At least one Airbnb “landlord” had extensive property damage and found his home strewn with meth pipes.
I started thinking about all of this, what with the luncheon table convo, and this article. What if — and I hate to take such a dismal view of humanity — but what if people booked Airbnd homes or rooms not to burglar the home they are staying in but to peruse and canvass the neighboring homes for future robberies? I mean, look at what happened in Allen just last weekend?
Many cities have been upset that Airbnb guests also do not pay city hotel taxes, which robs the municipal coffers of revenue. Travel taxes — those hotel and rental car taxes — are politicians’ favorite way to heap on brutal taxes the locals never feel. I, for one, will no longer rent a car in Chicago or in Cook County — the auto rental tax there is obscene.
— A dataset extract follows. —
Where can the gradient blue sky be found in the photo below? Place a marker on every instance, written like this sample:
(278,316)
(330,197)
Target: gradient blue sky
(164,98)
So along comes Airbnb and a way to skirt all those dang hotel taxes, while leaving the individual homeowner with liability. Sounds so much like Uber, which denied liability for last year’s crash that killed a six year old girl as she was crossing the street.
Is this the new sharing economy, a disrupter, or a very creative way to use technology and ingenuity to skirt regulations, which I do think have gotten way too heavy?
And while some council members said they still had reservations about various parts of the ordinance, there was broad agreement that the new law provides a solid starting point to address the evolving industry.
“We have transportation-for-hire operators, at this moment, who are not regulated,” Vonciel Jones Hill said before the vote. “If we do not pass this ordinance today, they will continue to be not regulated. Nothing could be more unfair to the citizens.”
What do you think about Airbnd or letting complete strangers in your home for a night or a few weeks? What if your neighbors did this?